- Directed by: Sumitra Peiris
- Written by: Tissa Abeysekara
- Based on: Ganga Addara by Letitia Botejue
- Produced by: Sumathi Films
- Starring: Henry Jayasena Vijaya Kumaratunga Vasanthi Chathurani
- Cinematography: Donald Karunaratna
- Edited by: Lal Piyasena
- Music by: Nimal Mendis
- Release date: 1980;
- Country: Sri Lanka
- Language: Sinhala

= Ganga Addara =

Ganga Addara (English : Beside the River) was a 1980 Sinhalese language film directed by Sumitra Peiris and produced by Sumathi Films. The film stars Vasanthi Chathurani and late Vijaya Kumaratunga in the lead roles. Adapted from a novel by Letitia Botejue, its script was written by veteran director Tissa Abeysekara. The music and English lyrics ('Banks of the River') were composed by Nimal Mendis. It was translated into Sinhala by Augustus Vinayagaratnam and was sung by Vijaya Kumaratunga, who also made his mark as a playback singer. Ganga Addara, which was the second production of Sumathi Films was set in Kandy, colonial Sri Lanka. Its plot is about a tragic love story between a boy and his uncle's daughter, where all the incidents take place around river Kalani, a famous river in Sri Lanka.

It received many awards at the prestigious Sarasaviya Awards Festival including the Best Film Award, Best Director Award, Best Music Direction Award and Best Actress Award for Vasanthi Chathurani. Even after two decades, the film, which was a box-office hit in the eighties, still remains as one of the finest Sri Lankan films ever made.

== Synopsis ==
England educated Dr. Sarath Pathirana (Vijaya Kumaratunga), who is willing to try out new methods to treat his patients, is directed towards a special patient by the Head Doctor (Henry Jayasena) at the mental hospital.

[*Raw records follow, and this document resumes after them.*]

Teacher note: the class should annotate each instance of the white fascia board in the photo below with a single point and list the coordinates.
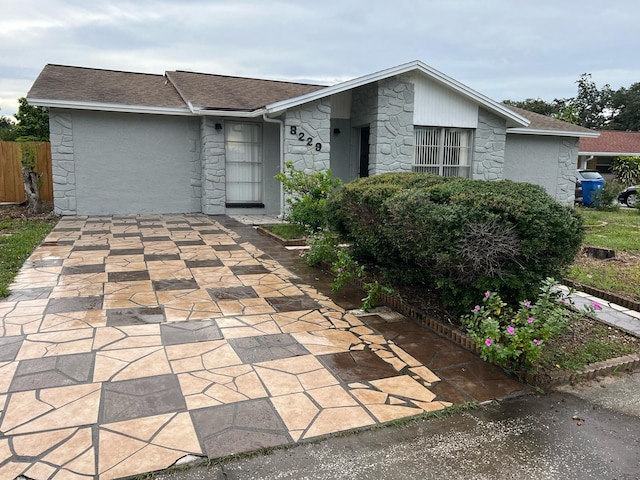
(416, 65)
(610, 154)
(229, 113)
(554, 133)
(108, 107)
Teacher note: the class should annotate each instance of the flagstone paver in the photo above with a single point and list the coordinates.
(130, 342)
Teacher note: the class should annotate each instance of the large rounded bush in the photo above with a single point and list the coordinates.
(457, 236)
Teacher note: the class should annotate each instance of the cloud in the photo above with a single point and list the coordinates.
(502, 48)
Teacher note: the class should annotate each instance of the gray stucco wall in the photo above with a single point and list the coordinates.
(313, 121)
(343, 164)
(543, 160)
(271, 166)
(132, 163)
(489, 147)
(62, 162)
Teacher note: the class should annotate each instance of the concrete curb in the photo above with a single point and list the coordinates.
(628, 363)
(609, 297)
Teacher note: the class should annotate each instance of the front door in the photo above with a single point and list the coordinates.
(243, 148)
(364, 152)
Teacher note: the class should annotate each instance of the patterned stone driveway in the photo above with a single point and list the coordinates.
(130, 342)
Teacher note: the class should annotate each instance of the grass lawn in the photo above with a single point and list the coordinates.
(18, 238)
(619, 231)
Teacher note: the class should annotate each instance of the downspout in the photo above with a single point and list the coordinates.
(281, 123)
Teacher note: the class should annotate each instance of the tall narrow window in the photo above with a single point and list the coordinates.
(442, 151)
(243, 148)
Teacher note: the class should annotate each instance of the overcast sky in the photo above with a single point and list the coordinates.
(505, 49)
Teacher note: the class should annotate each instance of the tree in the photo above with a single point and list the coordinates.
(7, 133)
(592, 106)
(33, 122)
(626, 104)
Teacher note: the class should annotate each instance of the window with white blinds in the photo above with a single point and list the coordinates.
(243, 147)
(443, 151)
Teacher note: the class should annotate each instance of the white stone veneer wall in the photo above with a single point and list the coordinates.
(392, 139)
(62, 162)
(567, 161)
(213, 186)
(196, 167)
(489, 146)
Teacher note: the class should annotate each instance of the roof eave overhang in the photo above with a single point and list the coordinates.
(554, 133)
(417, 65)
(108, 107)
(208, 112)
(610, 154)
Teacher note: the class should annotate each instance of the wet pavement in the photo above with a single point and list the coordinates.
(585, 433)
(131, 342)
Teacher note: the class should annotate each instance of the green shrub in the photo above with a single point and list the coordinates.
(626, 170)
(607, 198)
(306, 195)
(514, 338)
(457, 236)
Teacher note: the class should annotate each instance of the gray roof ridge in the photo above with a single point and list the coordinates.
(105, 70)
(249, 78)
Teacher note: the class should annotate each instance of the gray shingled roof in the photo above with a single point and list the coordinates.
(78, 84)
(221, 92)
(542, 122)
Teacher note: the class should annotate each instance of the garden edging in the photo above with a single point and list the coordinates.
(628, 363)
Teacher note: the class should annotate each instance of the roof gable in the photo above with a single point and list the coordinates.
(220, 92)
(94, 86)
(611, 142)
(513, 119)
(543, 125)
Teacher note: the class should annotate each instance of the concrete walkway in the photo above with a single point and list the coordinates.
(130, 343)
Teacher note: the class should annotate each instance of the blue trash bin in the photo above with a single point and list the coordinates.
(591, 187)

This patient is a beautiful girl named Nirmala (Vasanthi Chathurani), who does not speak a single word nor trouble anyone excessively unlike any other patient at the hospital.

In order to cure her, Dr. Pathirana seeks help from her father, a proud, rich man called D.J. Atapattu (Tony Ranasinghe) and the patient herself. He is certain that he can restore her to normal, if he can find out the causes for the sudden change in her mental makeup.

Through the several characters in the story, it is revealed that Nirmala was in love with her cousin, Ranjith (Sanath Gunathilake). He was an educated youth, but not a financially able one like Nirmala's family and so her father refused their marriage. Instead, she was married to the son of the rich, dignitary Kobbekaduwa family from Kandy. After six months of their wedding, she becomes pregnant and is about to leave to her parents' home, when a white lady with two children arrive at their home. The two children are seen calling her husband, "Daddy." As soon as Nirmala is aware of the fact that Kobbekaduwa was married with two children in England, she poisons herself and is taken to hospital.

It is this incident that had changed Nirmala's life as well as her mental condition. She had not spoken a word since then. Yet, through Dr. Pathirana's kindness, she begins to gradually heal, when her forehead is hurt by another patient at the hospital. This accelerates Nirmala's recovery and she regains her lost memory. But, by that time, Dr. Pathirana has fallen in love with her.

Her parents are now ready to tie their daughter's knot with Ranjith, who has returned from England after his higher studies. But, Ranjith's parents have already agreed on another girl.
On the other hand, Dr. Pathirana is also ready to accept Nirmala's hand, although she does not remember a bit of the history with him at the hospital now.

At the end, she goes back to the place near the river, where she spent her childhood with Ranjith and she extends her hand to who she fantasizes as being him in a boat approaching the bridge, when she falls into the river and presumably drowns.

== Cast ==
- Vijaya Kumaratunga as Doctor Sarath Pathirana
- Vasanthi Chathurani as Nirmala Atapattu
- Tony Ranasinghe as Don Juwanis Atapattu
- Henry Jayasena as Head Doctor
- Geetha Kumarasinghe as Mad woman Miss. de Soysa
- Sanath Gunathilake as Ranjith
- Shanthi Lekha as Servant Mrs. Bunna
- Leena de Silva as Mrs. Atapattu
- Edmund Jayasinghe as Nirmala's husband
- Jeewan Kumaranatunga

==Teledrama Remake (2010)==
In 2010 a new teledrama in the same name started telecasting on Sirasa TV. The plot is identical to that of original film at many scenes. This teledrama stars Saranga Disasekara, Shalani Tharaka and Devnaka Porage. Also a new version of original movie's Ganga Addara song was produced for this teledrama by the original composer Nimal Mendis. This new version is sung by Surendra Perera.